In T1-DCE imaging, a subgroup analysis compared fat suppression quality between SPAIR and DIXON, showing higher fat suppression quality for DIXON with 52.7% maximal scores (score 5) compared to 1.1% for SPAIR. We therefore recommend DIXON fat suppression for T1-DCE in clinical breast MRI, leading to better image quality independent of B0 inhomogeneity without the need for extra scanning time. This is in concordance with the results of Kalovidouri et al, who studied both the imaging quality and signal to noise ratio and confirmed the superiority of DIXON (at 3.0 T) compared to SPAIR in breast imaging [20]. Clauser et al also concluded that the DIXON technique outperformed a spectral water suppression technique in all evaluated visual grading criteria in breast T1-DCE at 3.0 T [18], in analogy to musculoskeletal tumor imaging [21].

Furthermore, this study showed no influence of the field strength on the image or fat suppression quality.

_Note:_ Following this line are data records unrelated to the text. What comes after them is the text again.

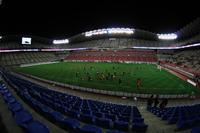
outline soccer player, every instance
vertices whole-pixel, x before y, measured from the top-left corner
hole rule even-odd
[[[137,88],[140,88],[140,86],[141,86],[141,79],[140,78],[137,79],[136,86],[137,86]]]
[[[122,83],[122,80],[121,79],[119,79],[119,84],[121,84]]]

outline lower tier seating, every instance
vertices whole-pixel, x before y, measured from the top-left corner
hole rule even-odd
[[[31,113],[23,108],[17,99],[7,89],[5,84],[0,84],[0,94],[3,97],[8,109],[12,112],[17,125],[26,133],[49,133],[48,127],[43,123],[34,120]]]
[[[135,106],[81,99],[11,74],[5,74],[4,78],[32,108],[67,131],[101,133],[102,128],[105,128],[107,133],[119,133],[147,130],[148,125]]]

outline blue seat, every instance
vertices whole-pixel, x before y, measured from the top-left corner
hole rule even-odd
[[[186,128],[189,128],[190,126],[191,126],[191,123],[188,120],[179,120],[176,123],[177,129],[186,129]]]
[[[115,115],[112,115],[112,114],[104,114],[104,117],[107,118],[107,119],[111,119],[112,121],[116,120]]]
[[[77,131],[79,128],[79,121],[76,119],[71,118],[65,118],[61,121],[59,121],[59,126],[63,129],[69,130],[69,131]]]
[[[140,118],[140,117],[136,117],[133,118],[133,123],[143,123],[144,122],[144,118]]]
[[[28,123],[25,127],[28,133],[49,133],[48,127],[39,121],[32,121]]]
[[[75,110],[67,110],[67,115],[71,118],[78,118],[80,113],[78,111]]]
[[[193,127],[191,133],[200,133],[200,127]]]
[[[175,124],[178,121],[178,117],[169,117],[167,121],[168,124]]]
[[[124,132],[117,130],[107,130],[106,133],[124,133]]]
[[[95,118],[94,123],[97,126],[111,128],[111,120],[106,118]]]
[[[15,121],[19,126],[24,126],[25,124],[27,124],[28,122],[33,120],[32,115],[25,110],[21,110],[19,112],[16,112],[14,115]]]
[[[90,124],[84,125],[82,128],[79,130],[80,133],[102,133],[101,128],[95,127]]]
[[[80,114],[79,119],[86,123],[93,123],[94,117],[92,115]]]
[[[132,125],[132,130],[137,132],[145,132],[147,130],[148,125],[144,123],[134,123]]]
[[[50,120],[53,122],[59,122],[64,119],[64,115],[57,111],[51,112],[50,115],[51,115]]]
[[[100,112],[92,112],[92,114],[96,117],[99,117],[99,118],[102,118],[103,117],[103,114],[100,113]]]
[[[13,114],[23,109],[22,105],[17,102],[8,104],[8,108]]]
[[[16,99],[14,97],[4,97],[4,100],[6,101],[6,103],[15,103]]]
[[[128,131],[129,130],[129,125],[128,122],[124,121],[115,121],[114,122],[114,128],[122,131]]]

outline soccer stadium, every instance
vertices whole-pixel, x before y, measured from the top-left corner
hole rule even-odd
[[[199,133],[200,18],[0,36],[2,133]]]

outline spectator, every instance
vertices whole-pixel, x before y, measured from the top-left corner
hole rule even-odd
[[[159,104],[159,100],[158,100],[158,95],[157,95],[155,100],[154,100],[154,107],[157,107],[158,104]]]

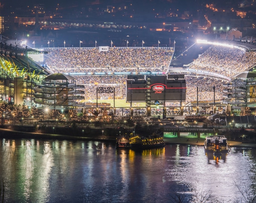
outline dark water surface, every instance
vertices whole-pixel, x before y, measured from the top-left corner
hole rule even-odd
[[[216,162],[203,147],[139,152],[98,141],[3,139],[0,202],[245,202],[256,151],[232,148]]]

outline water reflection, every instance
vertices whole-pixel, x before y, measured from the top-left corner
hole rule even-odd
[[[212,150],[206,150],[205,154],[207,156],[208,164],[218,164],[219,162],[226,162],[228,153],[225,152],[217,153]]]
[[[0,185],[3,180],[6,202],[169,202],[179,195],[196,201],[211,192],[209,202],[234,202],[242,197],[238,186],[255,177],[248,171],[256,155],[250,148],[215,154],[172,145],[138,151],[103,142],[3,139]]]

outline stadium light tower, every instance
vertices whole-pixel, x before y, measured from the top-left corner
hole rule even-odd
[[[213,27],[213,30],[214,30],[214,33],[215,34],[215,39],[217,39],[217,34],[216,34],[216,27]]]
[[[229,30],[229,27],[227,27],[227,36],[226,36],[226,38],[227,38],[227,31]]]

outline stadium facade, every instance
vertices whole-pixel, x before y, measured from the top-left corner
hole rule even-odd
[[[39,65],[29,57],[30,55],[38,55],[40,58],[49,51],[36,51],[23,46],[21,42],[10,40],[3,36],[0,39],[2,41],[0,44],[0,65],[2,68],[0,95],[2,100],[22,108],[40,108],[49,106],[62,111],[87,108],[88,105],[84,103],[84,87],[76,84],[75,77],[63,74],[50,74],[49,70],[43,64]],[[130,104],[129,115],[133,115],[133,109],[136,108],[133,103],[142,102],[145,104],[143,108],[146,115],[151,116],[151,107],[157,106],[163,109],[161,115],[164,117],[166,115],[166,103],[173,102],[180,103],[176,108],[178,109],[178,114],[182,115],[182,103],[185,102],[186,97],[184,74],[176,73],[170,75],[163,72],[157,74],[148,71],[143,74],[127,75],[126,101]],[[233,93],[227,94],[226,112],[237,109],[244,111],[247,108],[253,110],[256,97],[254,81],[256,76],[249,77],[250,79],[247,77],[244,81],[240,79],[241,77],[241,75],[238,76],[239,79],[236,80],[235,88],[234,83],[227,85],[227,87],[232,87],[227,92],[232,89]],[[98,96],[96,98],[98,100]],[[98,103],[95,107],[98,107]],[[115,112],[114,102],[114,106],[109,107]],[[197,107],[189,108],[192,109]],[[196,112],[198,112],[197,109]]]

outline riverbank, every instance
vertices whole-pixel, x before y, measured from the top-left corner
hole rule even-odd
[[[172,133],[165,133],[164,138],[166,144],[189,144],[192,145],[204,145],[206,135],[201,135],[200,138],[196,136],[188,135],[187,133],[181,133],[180,137],[177,137]],[[243,143],[230,140],[227,143],[230,147],[256,147],[256,144]]]
[[[164,139],[166,145],[181,144],[203,146],[206,135],[202,135],[200,138],[196,136],[188,135],[186,133],[181,133],[177,137],[172,133],[165,133]],[[25,139],[57,139],[66,140],[85,140],[97,141],[115,142],[116,139],[108,138],[105,135],[92,136],[70,136],[55,133],[46,133],[38,132],[24,132],[4,128],[0,128],[0,137],[3,138],[23,138]],[[241,142],[227,141],[231,147],[256,148],[256,144],[243,143]]]

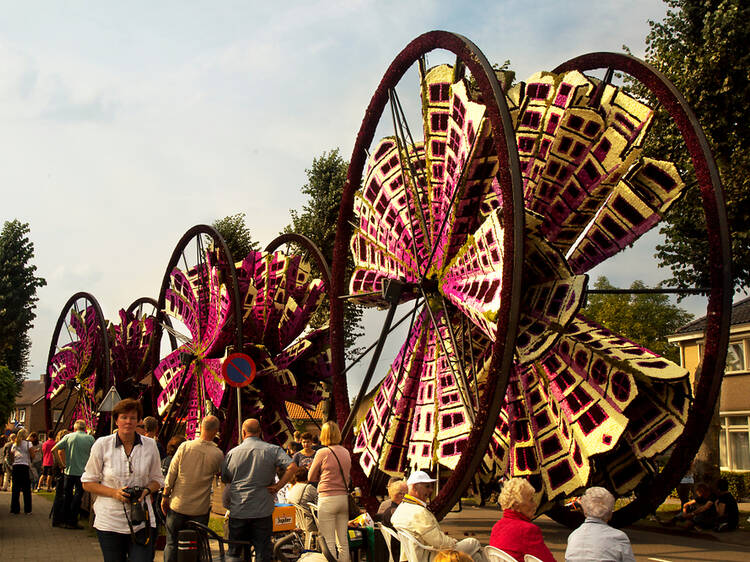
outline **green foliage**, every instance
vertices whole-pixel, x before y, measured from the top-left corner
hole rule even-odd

In literature, it is suggested that fat suppression is more difficult at 3.0 T compared to that at 1.5 T [22]. Breast size, which may influence fat suppression, was not available and therefore not taken into consideration.

One of the qualities of the study is the high sample size and the multicentric multi-reader approach. A limitation of a visual grading analysis study is the impossibility to know the exact image characteristics or image disturbances on which the grading score was based for each reader. However, the good inter-observer agreement of DWI imaging showed the consistency of the scoring and its validity. Another limitation is the non-diagnostic approach, with image quality as a surrogate. We did for instance not investigate the dependence of fibroglandular tissue on lesion conspicuity as the visibility of breast lesions using unenhanced DWI-based imaging has been since long established and as there are no physical reasons why FGT should or even could have such an influence. However, these results are sufficient to refute the notion of “DWI is not robust,” by revealing a major influencing factor on DWI quality.

With the help of automated breast density scoring and possible other deep learning applications for excluding normal scans, DWI could be further tested as an additional screening method in dense breasts [23, 24]. Future research is needed to optimize fat suppression protocols for non-dense breasts and develop deep learning algorithms for breast cancer screening with DWI.

Conclusion

Dense breasts show excellent fat suppression and substantially higher image quality in DWI images compared with non-dense breasts. These results support the setup of studies exploring DWI-based MR imaging without IV contrast for additional screening of women with dense breasts.